I don’t know what the first song was. Aside from the wind and rain, long before the time of singing birds, surely the first biotic calls were the trilling of amphibians during the Devonian Period, in a swamp, about 400 million years ago. Mild peeping, like the shaking of distant bells, erupts into a cacophony of frog calls in vernal pools and ponds in this modern, Holocene Epoch. Tonal qualities include the quacking of tiny wood frogs followed by the Northern grey tree frog’s shrill song of 17—35 notes per second. Emerging American toads come out trilling their own amorous tune, followed eventually by the twang of the green frog, who needs more warmth to start up. The tribes of amphibians sing to find mates, but maybe too they are swooning with all the possibilities spring brings; the transformative miracle of tadpoles and the promise that nature’s fecundity will soon be buzzing.
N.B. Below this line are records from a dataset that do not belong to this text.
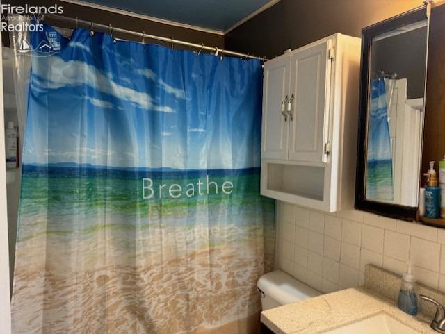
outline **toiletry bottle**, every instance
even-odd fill
[[[440,187],[440,217],[445,218],[445,156],[439,162],[439,186]]]
[[[5,129],[6,168],[14,168],[17,165],[17,131],[13,122],[8,122]]]
[[[426,174],[428,181],[425,188],[425,217],[440,217],[440,187],[438,186],[437,174],[434,169],[434,161],[430,161],[430,169]]]
[[[411,263],[407,263],[407,272],[402,277],[402,285],[398,293],[397,305],[398,308],[410,315],[417,314],[417,295],[416,294],[416,278],[412,274]]]
[[[419,215],[425,215],[425,188],[419,190]]]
In the pond below my house, second year bullfrog tadpoles are wiggling their fat, round selves in and out from under fallen and submerged leaves like dancers waving scarves. They are eager to grow forelimbs, eager to get on with it.
Traditional spring tonics lift winter-weary bodies to the demands of a season bursting with duties. Greens of dandelion, wild violet, lambs quarters, and even black birch leaves; whole plants of leeks, chickweed, and watercress; roots of burdock, dandelion, dock; shoots of pokeweed, cattail, and now knotweed and others, were spring’s remedy against spring colds and other illnesses. Tonics were made as teas, decoctions, salads, and, more recently, as vinegar infusions to take by the spoonful or drizzled over salads. Consider this: despite modern conveniences, grocery store greens have been sitting, picked weeks before, their nutritious edge lost compared to the glean of wildcrafted greens from home and field. Fresh leaves are sparkling with the sustenance and riot of Earth’s renewed force. What do we know? What did our great-grandparents know? Did they know dandelions support our liver and help our bodies assimilate nutrients from other foods? Was it instinctive understanding, spring singing to our hunger? It’s been months since freshly picked green has passed our lips; since such revitalizing energy swam through our cells, gills pulsing. Our gardens and waysides beckon us to come foraging, to bless us with the most important of nutrients - medicinal foods we no longer consider worthy. Here: taste this, let its energy swim from the soil to your soul, let the tonics help you remember, rekindle, and renew.